By Kash Mansori
Posted: October 29, 2015
It seems that we’ve more or less reached the end of the first chapter of the BEPS saga. Earlier this month the OECD released the final set of BEPS reports, capping off two years of work to remake the world’s ad-hoc system of international corporate taxation. Over the coming months some of the recommendations in these reports will be incorporated into official OECD documents, and then individual countries will likely start enacting BEPS-inspired changes to their administrative practices and tax codes. (Actually, some already have.)
Much has already been written about the specifics of the BEPS reports. For example, Quantera Global’s Richard Slimmen provides an excellent summary of the various action items, while a more detailed run-through is provided by Renata Ardous. So rather than delve into the specific changes that we are likely to see to international tax and transfer pricing rules as a result of BEPS, I’d like to take a step back and consider what this means for the future of corporate taxation at a very high level.
The BEPS project builds on political trends in international corporate taxation that have been gathering steam for some time. But its results have convinced me that by the end of this decade, the tax landscape confronting multinational companies will look very different than it did at the start of it. Here is what I see as being the key developments over the coming years.
- The international tax landscape will be much more hostile to aggressive tax planners. The BEPS action items recommend a number of specific technical changes to make it harder for companies to use clever tax planning to shelter income. Perhaps more importantly, though, BEPS has crystalized a simple and powerful directive for the world’s tax authorities to focus on: companies should be taxed where they create value. This means that tax authorities will increasingly feel free to not respect tax planning arrangements that result in violations of this rule, whether they are legal or not.
- The most defensible tax strategy will be aligning taxable income with value creation. As a corollary to the previous point, companies that want to have a stronger defense against aggressive and revenue-hungry tax authorities should work hard to ensure that they are reporting income in each country in line with the amount of value creation that takes place in that country. From a transfer pricing perspective, this means that the residual profit split approach will be more and more likely to provide the strongest or safest defense of a company’s worldwide tax position.
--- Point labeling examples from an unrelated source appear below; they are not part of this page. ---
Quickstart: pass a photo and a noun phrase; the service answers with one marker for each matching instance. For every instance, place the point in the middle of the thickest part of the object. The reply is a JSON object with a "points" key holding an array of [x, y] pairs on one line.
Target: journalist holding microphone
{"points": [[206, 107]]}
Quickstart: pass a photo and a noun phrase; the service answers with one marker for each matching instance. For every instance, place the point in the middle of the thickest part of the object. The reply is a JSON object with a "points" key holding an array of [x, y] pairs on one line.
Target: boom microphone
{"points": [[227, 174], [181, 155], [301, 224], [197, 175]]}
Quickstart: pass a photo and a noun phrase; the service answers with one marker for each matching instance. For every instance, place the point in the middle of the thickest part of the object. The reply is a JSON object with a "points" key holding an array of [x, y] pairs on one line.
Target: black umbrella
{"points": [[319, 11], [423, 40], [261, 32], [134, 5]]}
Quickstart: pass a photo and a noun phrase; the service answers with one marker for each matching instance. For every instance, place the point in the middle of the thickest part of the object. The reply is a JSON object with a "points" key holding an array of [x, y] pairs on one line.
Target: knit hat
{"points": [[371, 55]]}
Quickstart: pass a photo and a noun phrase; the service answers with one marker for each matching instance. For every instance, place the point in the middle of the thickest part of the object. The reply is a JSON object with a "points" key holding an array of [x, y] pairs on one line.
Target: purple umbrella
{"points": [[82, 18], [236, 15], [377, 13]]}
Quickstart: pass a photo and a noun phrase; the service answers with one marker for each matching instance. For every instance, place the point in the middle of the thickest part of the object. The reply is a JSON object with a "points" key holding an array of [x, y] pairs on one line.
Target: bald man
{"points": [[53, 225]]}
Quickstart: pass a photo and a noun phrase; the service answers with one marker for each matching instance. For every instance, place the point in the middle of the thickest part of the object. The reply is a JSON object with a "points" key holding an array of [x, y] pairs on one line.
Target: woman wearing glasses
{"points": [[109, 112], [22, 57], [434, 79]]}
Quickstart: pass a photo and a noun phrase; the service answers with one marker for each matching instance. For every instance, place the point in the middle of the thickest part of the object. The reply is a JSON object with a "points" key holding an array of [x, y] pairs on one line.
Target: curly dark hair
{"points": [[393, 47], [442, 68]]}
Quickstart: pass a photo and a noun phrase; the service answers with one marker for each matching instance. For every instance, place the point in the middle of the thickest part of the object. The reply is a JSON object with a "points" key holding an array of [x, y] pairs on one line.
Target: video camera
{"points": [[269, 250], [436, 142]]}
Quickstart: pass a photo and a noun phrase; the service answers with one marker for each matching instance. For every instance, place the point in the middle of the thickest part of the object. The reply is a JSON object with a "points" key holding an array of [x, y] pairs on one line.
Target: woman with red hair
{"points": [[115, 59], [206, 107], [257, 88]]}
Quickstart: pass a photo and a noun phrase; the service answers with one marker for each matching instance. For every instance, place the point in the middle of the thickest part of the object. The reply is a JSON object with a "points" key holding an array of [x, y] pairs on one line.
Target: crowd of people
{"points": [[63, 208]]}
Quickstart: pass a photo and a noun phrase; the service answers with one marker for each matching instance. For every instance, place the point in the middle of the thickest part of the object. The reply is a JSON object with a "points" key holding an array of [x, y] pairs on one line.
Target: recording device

- Corporate tax structures will increasingly become a PR issue. In the very near future multinationals will have to reveal to tax authorities exactly where around the world they are reporting income and paying taxes. But it’s not difficult to see how this will likely lead to more and more cases where the details of a company’s tax planning become public information, whether through litigation or as the result of unilateral actions by individual tax authorities. Starbucks, Amazon, Fiat, and most recently Facebook are only the tip of the iceberg. As a result, corporate tax strategy will increasingly become a PR issue for many companies, with a substantial potential impact on brand and reputation.
- Tax compliance costs will rise for multinational companies. As tax authorities around the world are emboldened in the post-BEPS world to aggressively seek what they consider to be their fair share of multinational tax revenue, companies will either find that they have to devote more resources to developing robustly defensible tax structures (see Point 2 above), more resources actively defending themselves from scrutiny by tax authorities, or both. Unfortunately, this will probably apply to both the cautious tax planners of the world as well as the aggressive ones.
Add it all up, and I think it’s likely that we’ll look back on this decade as one in which the international taxation landscape underwent a fundamental transformation.